If you give an infinite amount of slime molds, an infinite amount of
time/computers, would they then be able to randomly type out cognitive
dinosaur science? Sounds plausible to me as a one eyed amoeba on
steroids.!
Humans high in the Andes seem to do fine up to 15K feet and have
adapted quite well to the lower oxygen conditions with smaller body
masses, enlarged lungs and enriched hemoglobin/plasma ratios in their
bodies. They also seem to reproduce well there (at least in quantity,
quality is too subjective for this discussion). There is no reason
that Mesozoic animals couldn't adapt over the generations to changes
either way in ppO2.
Zonation of fauna related to altitude certainly occurs in modern
ecosystems. Some of this is temperature related, but ppO2 certainly
plays an effect. Some large bodied forms do well at high altitude
though the cold has altered their shape a tad from their low altitude
cousins. Birds of course get around enough that they could breed at
low altitude and hunt up high in the ether. No reason dinos didn't
have the same pressures (excuse the pun) to evolve different body plans
based on adaptation to ppO2/altitude changes. Speciation occurs
because it works to facilitate reproduction in a "secular" fashion.

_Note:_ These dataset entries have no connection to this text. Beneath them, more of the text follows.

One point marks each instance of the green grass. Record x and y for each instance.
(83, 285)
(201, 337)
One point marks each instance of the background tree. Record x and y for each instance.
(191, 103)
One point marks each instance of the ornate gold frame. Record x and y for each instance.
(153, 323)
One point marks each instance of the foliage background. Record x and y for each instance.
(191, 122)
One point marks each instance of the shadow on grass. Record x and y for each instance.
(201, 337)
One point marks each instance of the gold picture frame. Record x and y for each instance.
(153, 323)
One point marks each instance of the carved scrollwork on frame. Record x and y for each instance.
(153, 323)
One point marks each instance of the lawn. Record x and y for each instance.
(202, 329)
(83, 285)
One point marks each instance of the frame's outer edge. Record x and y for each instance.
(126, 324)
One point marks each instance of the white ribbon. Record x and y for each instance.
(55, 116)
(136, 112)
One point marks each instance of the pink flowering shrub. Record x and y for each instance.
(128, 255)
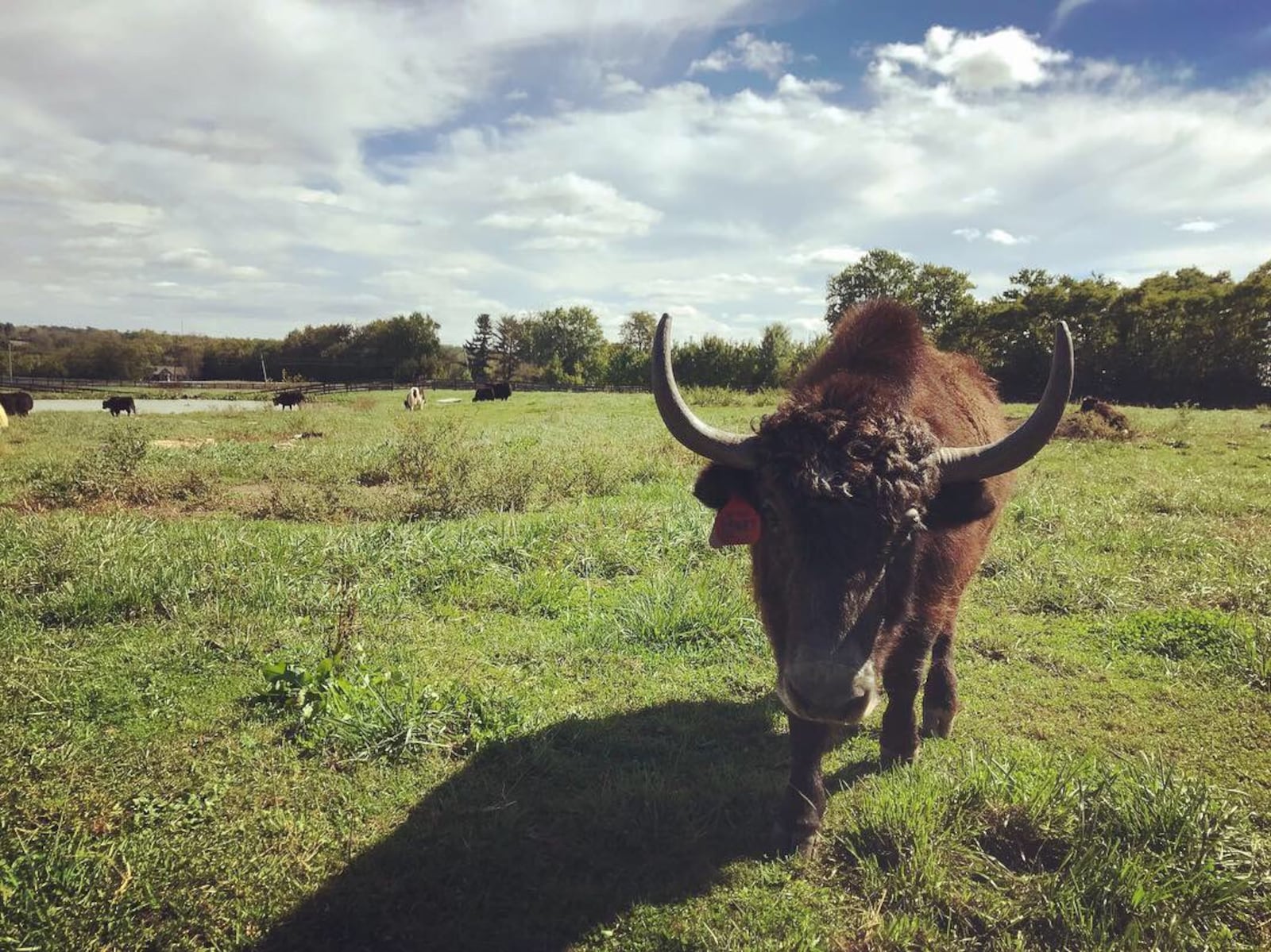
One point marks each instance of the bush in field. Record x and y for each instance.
(454, 474)
(360, 715)
(107, 472)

Environmental feedback loops maintain habitable levels of atmospheric
gasses obviously as life still exists on the planet even after all
these years. Give slime molds a chance and they will proliferate and
eventually learn to type.
Frank (Rooster) Bliss
MS Biostratigraphy
Weston, Wyoming
On Sep 30, 2005, at 9:04 AM, Tim Williams wrote:
Mike Taylor wrote:
On the Internet, no-one knows who you are. How can you tell that I'm
not an algae colony with unusually developed typing skills?

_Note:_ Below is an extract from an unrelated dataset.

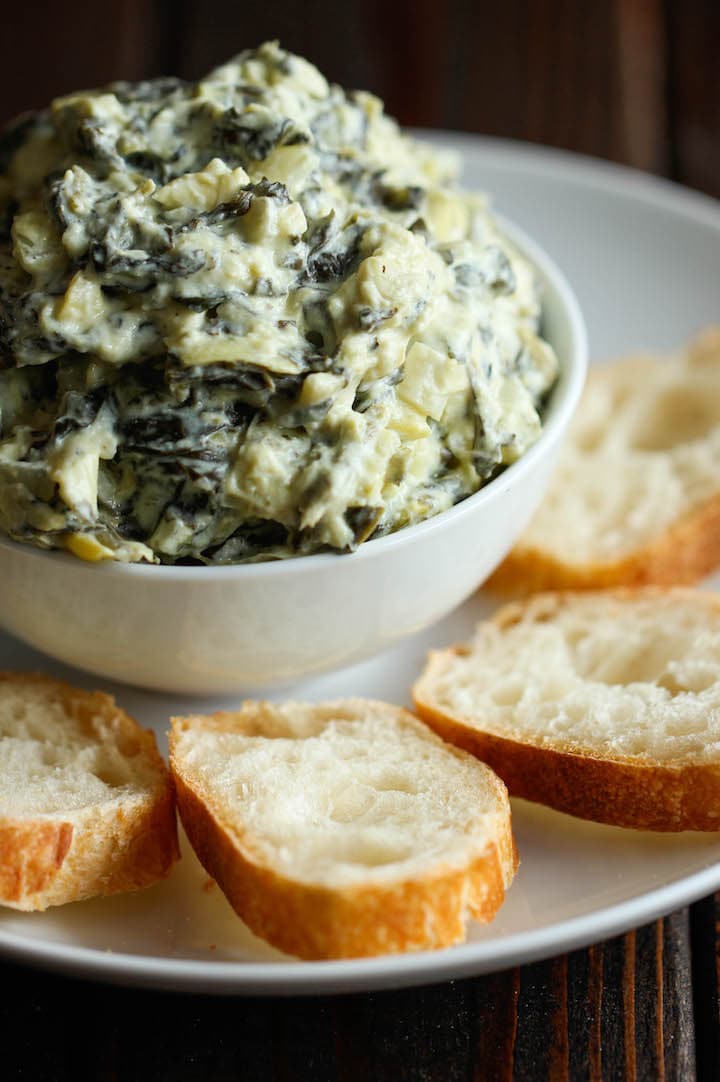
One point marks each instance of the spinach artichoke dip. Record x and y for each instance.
(247, 318)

(I'm not really an algae colony, of course. I'm a lobster.)
I'm a slime mold!
David Marjanovic wrote:
One more quote (refs removed):
"Whereas the relatively rapid decline in oxygen at the end-Permian
and early Triassic is suggested to have been a major factor
contributing to the extinction of terrestrial animals (mostly
reptiles) at this time, the rise of oxygen over the ensuing 150 My
almost certainly contributed to evolution of large animals.
This may be a daft question, but I had heard/read that oxygen levels
were relatively high during the Permian. This allowed large flying
insects (_Meganeura_) to thrive during this period, owing to the
higher oxygen tension in the atmosphere. The end-Permian drop in O2
may have contributed toward their extinction too.
Interesting how the authors use "secular" -- apparently for
"long-term".
As in "The data presented here provide evidence of a secular increase
in atmospheric oxygen over the past 205 My that broadly corresponds
with three main aspects of vertebrate evolution, namely endothermy,
placentation, and size."
I think we need to know more about the religious beliefs of marsupials
before we can draw any firm conclusions.